Roads End

Causway
Causway

The constant flow of vehicles was clear evidence that I’m not the only one who finds the end of the road compelling. When that road ends at a Caribbean Island with a romantic history of pirates, rumrunners, Cuban exiles and Ernest Hemingway the 100-mile conga line of RVs, convertibles and a heavy preponderance of Harleys is not surprising. What I found hard to imagine was where all those vehicles were going to end up given that the island of Key West is no more than 4 miles long and maybe 2 miles at it’s widest. I was wondering if drivers dazzled by the sun dappled, turquoise waters, foreheads sticky from the humid air just kept driving off the southernmost point of the continental U.S. into the Florida Straights. Given the identical character of the returning traffic it’s clear that March is a massive game of musical chairs, all those Massachusetts and Minnesota license plates taking turns at escaping the northern winters, the dockside thatch bars filled by Bermuda short clad refugees scoffing at the silent loop of the Weather Channel showing the latest snow-pocalypse back home. With Rachael’s gracious assistance I was able to ditch my gear and hop on my bike for the long arcing ride from Key Largo to Key West. Formed over 100,000 years ago the Keys are a chain of coral reef outcrops linked by a series of bridges and causeways built on the skeleton of Henry Flagler’s hurricane wrecked Overseas Railway. With a small bit of effort it would be a world-class bike route, the paths and wide shoulders not very contiguous yet. As it stands it’s a pretty great ride if you’re comfortable having a steady flow of cars just off your hip. Being on a bike allowed me to see the mangroves and tropical waters close up. It also meant that in the steamy sun my forehead and everything else was sticky and hot when I reached roads end, so I went ahead and dove off the southernmost point into the reviving waters of the Florida Straights.

Iguna
Iguna

The Keys have island ecology issues.
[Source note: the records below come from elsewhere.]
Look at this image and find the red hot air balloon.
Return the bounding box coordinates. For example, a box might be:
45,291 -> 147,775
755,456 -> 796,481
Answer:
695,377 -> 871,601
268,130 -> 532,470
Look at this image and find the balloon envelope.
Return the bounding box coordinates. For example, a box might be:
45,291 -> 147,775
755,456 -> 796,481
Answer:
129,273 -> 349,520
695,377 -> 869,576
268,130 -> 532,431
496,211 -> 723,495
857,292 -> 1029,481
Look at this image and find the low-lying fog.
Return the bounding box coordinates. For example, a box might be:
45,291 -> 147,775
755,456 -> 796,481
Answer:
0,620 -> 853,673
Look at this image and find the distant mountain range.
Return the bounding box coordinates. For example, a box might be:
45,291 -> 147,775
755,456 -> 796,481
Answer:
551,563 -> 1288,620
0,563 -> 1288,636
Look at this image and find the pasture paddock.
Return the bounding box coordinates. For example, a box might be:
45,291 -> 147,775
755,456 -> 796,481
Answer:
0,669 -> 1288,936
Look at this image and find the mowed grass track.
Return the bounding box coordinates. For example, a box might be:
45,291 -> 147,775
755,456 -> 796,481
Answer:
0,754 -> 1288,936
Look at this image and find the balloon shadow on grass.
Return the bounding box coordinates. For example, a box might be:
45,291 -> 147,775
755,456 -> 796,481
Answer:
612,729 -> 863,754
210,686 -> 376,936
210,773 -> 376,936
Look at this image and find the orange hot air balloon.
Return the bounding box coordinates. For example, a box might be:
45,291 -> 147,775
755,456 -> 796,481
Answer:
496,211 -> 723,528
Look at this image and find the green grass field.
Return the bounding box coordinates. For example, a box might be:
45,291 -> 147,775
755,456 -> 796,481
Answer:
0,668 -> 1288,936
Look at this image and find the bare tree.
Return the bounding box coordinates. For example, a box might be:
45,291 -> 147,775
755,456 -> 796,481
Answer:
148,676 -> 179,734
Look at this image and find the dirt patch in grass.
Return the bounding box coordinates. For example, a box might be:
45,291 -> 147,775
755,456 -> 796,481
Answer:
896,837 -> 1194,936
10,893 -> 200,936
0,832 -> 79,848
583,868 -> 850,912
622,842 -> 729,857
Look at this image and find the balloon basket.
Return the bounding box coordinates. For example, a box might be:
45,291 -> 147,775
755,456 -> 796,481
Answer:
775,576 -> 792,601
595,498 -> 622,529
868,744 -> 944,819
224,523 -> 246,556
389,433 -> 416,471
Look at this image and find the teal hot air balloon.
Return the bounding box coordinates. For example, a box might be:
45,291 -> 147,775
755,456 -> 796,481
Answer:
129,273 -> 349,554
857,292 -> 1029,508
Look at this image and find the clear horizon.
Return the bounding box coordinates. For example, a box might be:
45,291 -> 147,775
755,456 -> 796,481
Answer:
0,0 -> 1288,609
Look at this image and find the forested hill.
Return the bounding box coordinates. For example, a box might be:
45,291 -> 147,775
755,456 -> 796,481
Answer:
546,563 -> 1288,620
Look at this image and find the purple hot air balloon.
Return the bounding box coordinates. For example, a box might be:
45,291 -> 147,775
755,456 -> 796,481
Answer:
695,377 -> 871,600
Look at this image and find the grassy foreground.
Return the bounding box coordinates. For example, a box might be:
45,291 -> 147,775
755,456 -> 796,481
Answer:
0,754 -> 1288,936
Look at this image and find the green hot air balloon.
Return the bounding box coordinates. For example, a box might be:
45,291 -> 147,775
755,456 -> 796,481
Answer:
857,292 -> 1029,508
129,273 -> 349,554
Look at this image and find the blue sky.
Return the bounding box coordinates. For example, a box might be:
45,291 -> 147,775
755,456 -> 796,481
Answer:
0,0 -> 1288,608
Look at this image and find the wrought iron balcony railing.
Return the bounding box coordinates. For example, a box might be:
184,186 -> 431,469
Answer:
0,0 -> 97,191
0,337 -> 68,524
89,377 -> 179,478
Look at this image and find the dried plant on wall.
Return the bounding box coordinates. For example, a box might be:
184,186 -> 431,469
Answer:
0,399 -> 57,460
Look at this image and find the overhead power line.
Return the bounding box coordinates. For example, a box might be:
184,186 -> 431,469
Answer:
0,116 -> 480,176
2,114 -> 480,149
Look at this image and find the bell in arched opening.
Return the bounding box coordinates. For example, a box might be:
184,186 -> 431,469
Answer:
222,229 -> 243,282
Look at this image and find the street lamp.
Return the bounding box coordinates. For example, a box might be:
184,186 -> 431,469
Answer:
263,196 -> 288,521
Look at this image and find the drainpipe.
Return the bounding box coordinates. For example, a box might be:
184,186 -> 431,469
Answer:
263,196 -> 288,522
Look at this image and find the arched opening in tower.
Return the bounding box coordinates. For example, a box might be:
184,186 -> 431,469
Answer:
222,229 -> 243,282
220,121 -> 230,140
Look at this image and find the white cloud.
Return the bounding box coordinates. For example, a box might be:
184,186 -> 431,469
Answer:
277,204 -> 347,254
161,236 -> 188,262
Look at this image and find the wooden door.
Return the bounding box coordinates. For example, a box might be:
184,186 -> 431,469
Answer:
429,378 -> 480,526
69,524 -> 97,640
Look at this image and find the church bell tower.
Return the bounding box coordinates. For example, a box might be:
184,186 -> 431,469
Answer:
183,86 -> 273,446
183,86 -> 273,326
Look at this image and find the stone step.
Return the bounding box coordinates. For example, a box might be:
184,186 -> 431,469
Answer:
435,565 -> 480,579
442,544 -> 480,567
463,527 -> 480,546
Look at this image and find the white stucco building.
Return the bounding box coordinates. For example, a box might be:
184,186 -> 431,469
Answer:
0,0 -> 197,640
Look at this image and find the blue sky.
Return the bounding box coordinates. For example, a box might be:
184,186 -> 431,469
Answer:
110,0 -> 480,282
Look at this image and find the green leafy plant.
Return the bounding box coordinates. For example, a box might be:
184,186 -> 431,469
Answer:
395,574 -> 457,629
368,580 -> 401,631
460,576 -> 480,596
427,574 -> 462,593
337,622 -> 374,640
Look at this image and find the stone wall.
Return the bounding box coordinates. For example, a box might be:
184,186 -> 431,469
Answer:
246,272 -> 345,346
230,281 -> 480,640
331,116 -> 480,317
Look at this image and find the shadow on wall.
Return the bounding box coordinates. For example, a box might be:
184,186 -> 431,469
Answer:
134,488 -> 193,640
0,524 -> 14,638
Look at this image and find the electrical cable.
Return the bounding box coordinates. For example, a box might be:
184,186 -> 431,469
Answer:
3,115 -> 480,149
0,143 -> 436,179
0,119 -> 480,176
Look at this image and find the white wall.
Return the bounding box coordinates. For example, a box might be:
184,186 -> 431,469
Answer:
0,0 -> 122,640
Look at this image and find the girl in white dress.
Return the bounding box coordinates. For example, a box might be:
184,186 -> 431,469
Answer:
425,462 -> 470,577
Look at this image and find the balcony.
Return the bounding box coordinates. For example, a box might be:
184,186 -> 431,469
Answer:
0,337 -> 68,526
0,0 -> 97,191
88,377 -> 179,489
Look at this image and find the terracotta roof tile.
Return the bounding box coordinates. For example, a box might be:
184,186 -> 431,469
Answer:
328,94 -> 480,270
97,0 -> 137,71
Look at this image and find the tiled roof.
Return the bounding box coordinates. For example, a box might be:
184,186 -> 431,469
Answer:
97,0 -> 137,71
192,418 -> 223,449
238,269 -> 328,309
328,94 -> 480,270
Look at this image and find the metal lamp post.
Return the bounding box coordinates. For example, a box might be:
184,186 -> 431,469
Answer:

Islands, by their physical separation, have a high rate on endemism – plants and animals unique to that place. By attaching these islands to each other and to the mainland with a road, aggressive, non-native species start to show up. Being this far south everything was exotic to me so it’s difficult without prior study to know what is native. The hundreds of big Green Iguanas scampering into the mangroves as I rode by, not native. The attractive, grey-green palm trees, also not native. In fact the warm frost-free climate that has attracted folks for all these years also means it’s a place where exotics can thrive and some of those folks brought exotics with them with that in mind. On many islands essentially all life is invasive. On a brand new volcanic rock rising from the sea there is going to be that first coconut that floats in and takes root or that first colorful songbird that gets blown way off course and makes a home. Over generations these creatures adapting to local conditions can become new and unique species. Our modern dilemma is the much-accelerated rate that a highly mobile and somewhat careless humanity brings to these changes. The biodiversity that is essential to a healthy and adaptable ecosystem is diminished each time a Norway Rat jumps ship or a oversized pet Python gets dumped in the Florida swamp. Some newcomers can wipe out whole classes of native life.

Key Deer
Key Deer
7mile
7mile

Nature is well at hand in the Keys once you find your way off the main drag. There are mangroves filled with unique birds you can’t see elsewhere in America and those alluring waters are rich with fish. I suppose that to the vast majority of travelers, on that narrow strip of congested pavement, nature is the tarpon they hope to hook on their half day fishing charter or the conch fritters they wash down with a rum punch. If they were lucky like I was they might have spotted the diminutive Key Deer that was grazing behind some secluded mobile homes. Like a lot of island mammals it is much smaller than it’s mainland cousin the white tailed deer and is found only on a few Keys towards the end of the line. Endangered and protected with a special reserve on Big Pine Key it’s hoped that they can coexist within the laid back Keys lifestyle. Unfortunately, with over 30 deer killed so far on the busy highway it looks like this year might be worse than the last. Paradise can be irresistible and with so many crowding in to get a taste, both the lifestyle and the deer can suffer. With our feet up on a chunk of coral and an improvised rum cocktail in our hands while watching the sun set into Florida Bay I guess I was grateful for a chance to get our little piece of this paradise.